The latter half of the book is more fun to read, once Yukiko stops bitching and infodumping on the airship. Her relationship with Buruu – he's the thunder tiger, in a sort of Dragonflight scenario – turns on a dime it doesn't deserve, to mangle a metaphor, as do several of Yikiko's revelations, where she's all YOU GUYS ARE THE WORST one minute and ALL IN WOOO the next. I did like dad's ninja-girlfriend a lot, and felt like it was unusual to see the sexual partners of parents – other than the other parent, of course – dealt with with anything other than evil stop-mom writing, so that was cool. But, also, sadface on some things that are spoilers. 

Anyway, I feel like as usual with my three-star outings, I'm struggling with something to say about the text itself, and obviously I've already blathered like crazy about a thousand concerns that might be a bit more peripheral.
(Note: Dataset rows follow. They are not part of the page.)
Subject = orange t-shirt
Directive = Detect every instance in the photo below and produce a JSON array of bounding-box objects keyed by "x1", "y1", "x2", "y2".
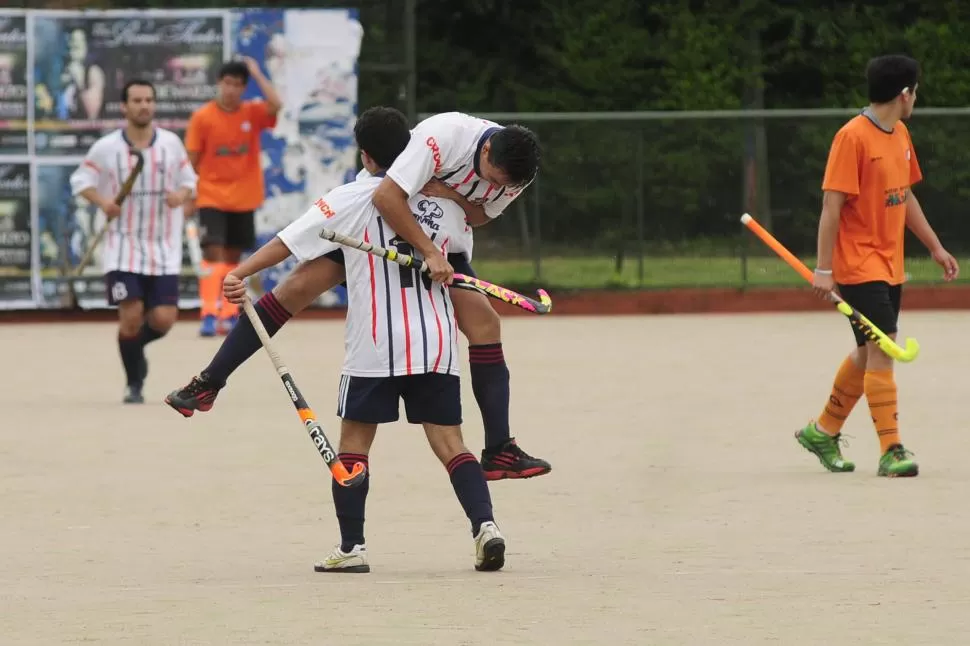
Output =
[
  {"x1": 185, "y1": 100, "x2": 276, "y2": 211},
  {"x1": 822, "y1": 114, "x2": 923, "y2": 285}
]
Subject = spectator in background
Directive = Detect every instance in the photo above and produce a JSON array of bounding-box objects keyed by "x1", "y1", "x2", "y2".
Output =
[{"x1": 185, "y1": 57, "x2": 282, "y2": 336}]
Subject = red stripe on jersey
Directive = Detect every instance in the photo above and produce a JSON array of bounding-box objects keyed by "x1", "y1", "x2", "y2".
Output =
[
  {"x1": 451, "y1": 168, "x2": 475, "y2": 188},
  {"x1": 364, "y1": 229, "x2": 377, "y2": 346},
  {"x1": 125, "y1": 155, "x2": 135, "y2": 273},
  {"x1": 148, "y1": 146, "x2": 158, "y2": 275},
  {"x1": 401, "y1": 287, "x2": 411, "y2": 374}
]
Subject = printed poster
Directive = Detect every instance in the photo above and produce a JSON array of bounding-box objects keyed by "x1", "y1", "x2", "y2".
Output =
[
  {"x1": 35, "y1": 159, "x2": 199, "y2": 308},
  {"x1": 233, "y1": 9, "x2": 363, "y2": 307},
  {"x1": 0, "y1": 161, "x2": 33, "y2": 309},
  {"x1": 0, "y1": 9, "x2": 28, "y2": 155},
  {"x1": 32, "y1": 11, "x2": 226, "y2": 156}
]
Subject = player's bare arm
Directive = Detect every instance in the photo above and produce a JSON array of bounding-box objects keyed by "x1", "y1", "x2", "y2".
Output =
[
  {"x1": 906, "y1": 190, "x2": 960, "y2": 281},
  {"x1": 243, "y1": 56, "x2": 283, "y2": 116},
  {"x1": 80, "y1": 186, "x2": 121, "y2": 220},
  {"x1": 421, "y1": 178, "x2": 492, "y2": 227},
  {"x1": 813, "y1": 191, "x2": 845, "y2": 298},
  {"x1": 373, "y1": 177, "x2": 455, "y2": 285}
]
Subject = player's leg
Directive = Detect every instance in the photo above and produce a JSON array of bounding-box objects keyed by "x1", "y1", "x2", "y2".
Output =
[
  {"x1": 313, "y1": 375, "x2": 400, "y2": 573},
  {"x1": 219, "y1": 211, "x2": 256, "y2": 334},
  {"x1": 105, "y1": 271, "x2": 145, "y2": 404},
  {"x1": 199, "y1": 207, "x2": 229, "y2": 336},
  {"x1": 401, "y1": 372, "x2": 505, "y2": 571},
  {"x1": 448, "y1": 254, "x2": 552, "y2": 480},
  {"x1": 165, "y1": 250, "x2": 344, "y2": 417}
]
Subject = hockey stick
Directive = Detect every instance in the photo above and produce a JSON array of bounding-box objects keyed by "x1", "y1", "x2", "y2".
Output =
[
  {"x1": 64, "y1": 148, "x2": 145, "y2": 309},
  {"x1": 243, "y1": 296, "x2": 367, "y2": 487},
  {"x1": 320, "y1": 229, "x2": 552, "y2": 314},
  {"x1": 741, "y1": 213, "x2": 919, "y2": 363}
]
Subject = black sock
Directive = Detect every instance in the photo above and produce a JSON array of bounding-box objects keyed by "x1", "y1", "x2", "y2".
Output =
[
  {"x1": 118, "y1": 334, "x2": 145, "y2": 388},
  {"x1": 328, "y1": 456, "x2": 370, "y2": 553},
  {"x1": 446, "y1": 453, "x2": 495, "y2": 536},
  {"x1": 138, "y1": 321, "x2": 167, "y2": 346},
  {"x1": 468, "y1": 343, "x2": 510, "y2": 451},
  {"x1": 203, "y1": 292, "x2": 292, "y2": 386}
]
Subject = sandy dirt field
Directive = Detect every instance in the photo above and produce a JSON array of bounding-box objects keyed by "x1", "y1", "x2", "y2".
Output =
[{"x1": 0, "y1": 312, "x2": 970, "y2": 646}]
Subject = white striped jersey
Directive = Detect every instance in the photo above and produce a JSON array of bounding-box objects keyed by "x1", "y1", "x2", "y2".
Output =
[
  {"x1": 358, "y1": 112, "x2": 532, "y2": 260},
  {"x1": 71, "y1": 128, "x2": 198, "y2": 276},
  {"x1": 278, "y1": 177, "x2": 465, "y2": 377}
]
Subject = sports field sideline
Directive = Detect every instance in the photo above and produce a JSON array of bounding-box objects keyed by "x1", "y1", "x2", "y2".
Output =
[{"x1": 0, "y1": 311, "x2": 970, "y2": 646}]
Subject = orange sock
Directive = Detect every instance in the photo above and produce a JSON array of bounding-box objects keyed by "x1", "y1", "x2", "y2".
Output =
[
  {"x1": 199, "y1": 260, "x2": 227, "y2": 318},
  {"x1": 865, "y1": 370, "x2": 900, "y2": 453},
  {"x1": 219, "y1": 262, "x2": 239, "y2": 321},
  {"x1": 816, "y1": 357, "x2": 866, "y2": 435}
]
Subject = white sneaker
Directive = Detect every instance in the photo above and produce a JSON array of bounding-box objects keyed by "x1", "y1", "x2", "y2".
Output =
[
  {"x1": 313, "y1": 545, "x2": 370, "y2": 574},
  {"x1": 475, "y1": 521, "x2": 505, "y2": 572}
]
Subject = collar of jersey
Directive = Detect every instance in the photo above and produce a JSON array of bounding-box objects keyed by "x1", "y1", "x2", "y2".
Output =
[
  {"x1": 121, "y1": 128, "x2": 158, "y2": 148},
  {"x1": 474, "y1": 128, "x2": 501, "y2": 177}
]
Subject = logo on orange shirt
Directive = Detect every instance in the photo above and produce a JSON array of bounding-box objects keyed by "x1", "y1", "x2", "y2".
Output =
[{"x1": 313, "y1": 197, "x2": 337, "y2": 220}]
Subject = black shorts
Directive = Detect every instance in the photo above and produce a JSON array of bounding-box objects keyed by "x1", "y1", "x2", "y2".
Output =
[
  {"x1": 337, "y1": 372, "x2": 461, "y2": 426},
  {"x1": 199, "y1": 206, "x2": 256, "y2": 251},
  {"x1": 104, "y1": 271, "x2": 179, "y2": 310},
  {"x1": 838, "y1": 280, "x2": 903, "y2": 347}
]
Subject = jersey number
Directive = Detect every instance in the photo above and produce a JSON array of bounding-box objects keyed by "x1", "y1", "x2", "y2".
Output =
[{"x1": 390, "y1": 236, "x2": 431, "y2": 292}]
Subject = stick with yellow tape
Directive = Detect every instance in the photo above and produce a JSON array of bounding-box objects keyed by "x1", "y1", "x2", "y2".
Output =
[{"x1": 741, "y1": 213, "x2": 919, "y2": 363}]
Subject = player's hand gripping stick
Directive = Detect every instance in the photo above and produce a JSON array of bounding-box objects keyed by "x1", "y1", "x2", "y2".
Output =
[
  {"x1": 320, "y1": 229, "x2": 552, "y2": 314},
  {"x1": 741, "y1": 213, "x2": 919, "y2": 363},
  {"x1": 243, "y1": 297, "x2": 367, "y2": 487}
]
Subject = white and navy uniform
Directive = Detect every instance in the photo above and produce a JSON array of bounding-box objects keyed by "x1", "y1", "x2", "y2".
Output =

I did like this story, in the end, and I did enjoy the less simple than usual political/economic sensibility of the book, but I admit this is pretty much grading on a curve with other deeply politically stupid young adult dystopias. (Cough, Divergent, cough.) (And I'm not talking about partisanship – I'm talking about a complex sense of the polis and how it functions, which is something often sorely lacking in books aimed at teens.) 

Plus, whatever, chainsaw kitanas are freaking sweet, and don't let anyone tell you different.